El ladrillo cerámico, mucho más económico que la piedra, fue desbancando el uso de la piedra, pero el constructor tradicional siguió prefiriendo durante muchos años hacer los zócalos y las primeras hiladas de los edificios importantes con la piedra de la ciudad. Este hecho es lo que ha permitido, años más tarde, en el momento del derribo de estos edificios, que desde la Sagrada Familia se plantee el reciclaje de su piedra. Un ejemplo del reciclaje de esta piedra es el aprovechamiento de los zócalos de los antiguos edificios militares en la calle de Wellington, cuando se derribaron para construir la Universidad Pompeu Fabra. También se ha reciclado piedra del edificio de Miramar de Montjuïc, de las obras de la zona del Sot del Migdia, cerca del Anillo Olímpico, y de los jardines y entornos del Jardín Botánico de Barcelona. Otro ejemplo de reciclaje de piedra se produjo cuando se abrió la nueva bocana del Puerto Viejo de la ciudad, ya que sus espigones también estaban construidos con esta estimada piedra.

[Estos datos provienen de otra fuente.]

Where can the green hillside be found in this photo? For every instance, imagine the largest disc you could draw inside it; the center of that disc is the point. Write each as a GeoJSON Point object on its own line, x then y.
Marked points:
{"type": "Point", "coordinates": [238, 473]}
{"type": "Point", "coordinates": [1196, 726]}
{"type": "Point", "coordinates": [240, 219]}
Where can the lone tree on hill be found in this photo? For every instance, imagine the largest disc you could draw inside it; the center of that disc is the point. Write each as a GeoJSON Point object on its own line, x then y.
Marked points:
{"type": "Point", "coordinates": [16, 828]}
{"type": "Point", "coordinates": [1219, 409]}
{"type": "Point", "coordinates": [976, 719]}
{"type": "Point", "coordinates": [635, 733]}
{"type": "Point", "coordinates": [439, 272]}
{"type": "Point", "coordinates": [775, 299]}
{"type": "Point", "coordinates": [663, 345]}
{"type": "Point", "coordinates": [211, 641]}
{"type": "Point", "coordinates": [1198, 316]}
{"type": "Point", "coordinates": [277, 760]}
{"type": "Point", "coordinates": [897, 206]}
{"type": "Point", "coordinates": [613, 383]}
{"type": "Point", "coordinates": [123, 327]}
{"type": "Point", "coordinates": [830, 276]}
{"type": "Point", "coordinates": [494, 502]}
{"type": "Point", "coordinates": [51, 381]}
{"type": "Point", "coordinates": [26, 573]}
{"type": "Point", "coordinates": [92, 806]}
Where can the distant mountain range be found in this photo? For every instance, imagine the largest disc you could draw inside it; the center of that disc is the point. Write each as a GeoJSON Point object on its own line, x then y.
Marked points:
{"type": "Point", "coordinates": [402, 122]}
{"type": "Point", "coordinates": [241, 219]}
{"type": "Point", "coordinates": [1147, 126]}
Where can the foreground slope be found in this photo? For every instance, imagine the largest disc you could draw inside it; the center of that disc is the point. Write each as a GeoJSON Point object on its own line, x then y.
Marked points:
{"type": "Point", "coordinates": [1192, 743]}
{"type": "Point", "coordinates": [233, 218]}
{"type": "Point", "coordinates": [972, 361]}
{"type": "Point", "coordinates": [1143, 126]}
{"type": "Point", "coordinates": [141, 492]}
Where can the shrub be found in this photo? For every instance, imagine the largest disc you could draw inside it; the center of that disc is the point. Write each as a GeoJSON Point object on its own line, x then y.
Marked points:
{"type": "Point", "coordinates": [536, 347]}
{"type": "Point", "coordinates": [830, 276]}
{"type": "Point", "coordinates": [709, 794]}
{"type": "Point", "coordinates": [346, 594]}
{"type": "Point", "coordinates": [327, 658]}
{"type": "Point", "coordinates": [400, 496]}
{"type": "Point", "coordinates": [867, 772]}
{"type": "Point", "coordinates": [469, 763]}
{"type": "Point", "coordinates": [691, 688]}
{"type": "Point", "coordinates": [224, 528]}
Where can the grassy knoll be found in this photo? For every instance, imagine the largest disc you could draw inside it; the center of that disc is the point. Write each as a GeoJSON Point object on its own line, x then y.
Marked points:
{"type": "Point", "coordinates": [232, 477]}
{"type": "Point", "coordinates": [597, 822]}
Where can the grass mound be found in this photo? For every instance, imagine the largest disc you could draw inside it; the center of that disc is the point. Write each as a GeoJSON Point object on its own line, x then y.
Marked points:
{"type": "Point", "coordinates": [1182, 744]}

El frente de la montaña que queda más cerca del mar, la zona del Morrot, también ha facilitado piedra al templo, pese a que, en este caso, se trata de las variedades de tonos más rojizos y morados, que a menudo destacan excesivamente y que conviene dosificar con cautela.

Procedente de ubicaciones diversas, desde el año 1988 la Sagrada Familia ha ido adquiriendo piedra del Montjuïc para reutilizarla. Prácticamente cada año se ha dispuesto de nuevo material, pero cada vez se ha ido reduciendo más el volumen de la piedra debido al agotamiento de las existencias. Por ello, la poca piedra de la que aún se dispone se reserva para obras de mayor compromiso, como las de restauración de la obra antigua.

Así pues, esta montaña, que durante más de dos milenios ha sido explotada de forma intensiva, se ha convertido en un pulmón para la ciudad y una zona recreativa, con equipamientos culturales, deportivos y para disfrutar de la naturaleza.

La Sagrada Familia tiene el privilegio de ser probablemente el último edificio que se está construyendo con la piedra de la ciudad. Ahora ya se puede afirmar que no se ha descubierto, en todo el mundo, ninguna que tenga características idénticas a la piedra del Montjuïc.